貴様らの知つた事か。』
 そして、乱暴に静子を蹴る、静子は又ドタリと倒れて、先よりも高くワツと泣く。
『何だ?』と言ひ乍ら父の信之も入つて来た。『何だ? 夜更《よふけ》まで歩いて来て信吾は又何を其※[#「麾」の「毛」にかえて「公」の右上の欠けたもの、第4水準2−94−57]《そんな》に騒ぐのだ?』
『糞ツ。』と云ひさま、信吾は再静子を蹴る。
『何をするツ、此莫迦!』と、昌作は信吾に飛びつく。志郎も兄の胸を抑へる。
『何をするツ、貴様らこそ。
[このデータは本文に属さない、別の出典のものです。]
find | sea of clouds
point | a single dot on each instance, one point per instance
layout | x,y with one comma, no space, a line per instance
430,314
』と、信吾はモウ夢中に咆《たけ》り立つて、突然《いきなり》志郎と昌作を薙倒《なぎたふ》す。
『コラツ。』と父も声を励して、信吾の肩を攫《つか》んだ。『何莫迦をするのだ! 静は那方《あつち》へ行け!』
『糞ツ。』と許り、信吾は其手を払つて手負猪《ておひじし》の様な勢ひで昌作に組みつく。
『貴様、何故俺を抑へた※[#疑問符感嘆符、1−8−77]』
『兄様!』
『信吾ツ!』
 ドタバタと騒ぐ其音を聞いて、別室の媒介者《なかうど》も離室《はなれ》の吉野も馳けつけた。帯せぬ寝巻の前を押へて母のお柳も来る。
『畜生! 畜生!』と、信吾は無暗矢鱈に昌作を擲つた。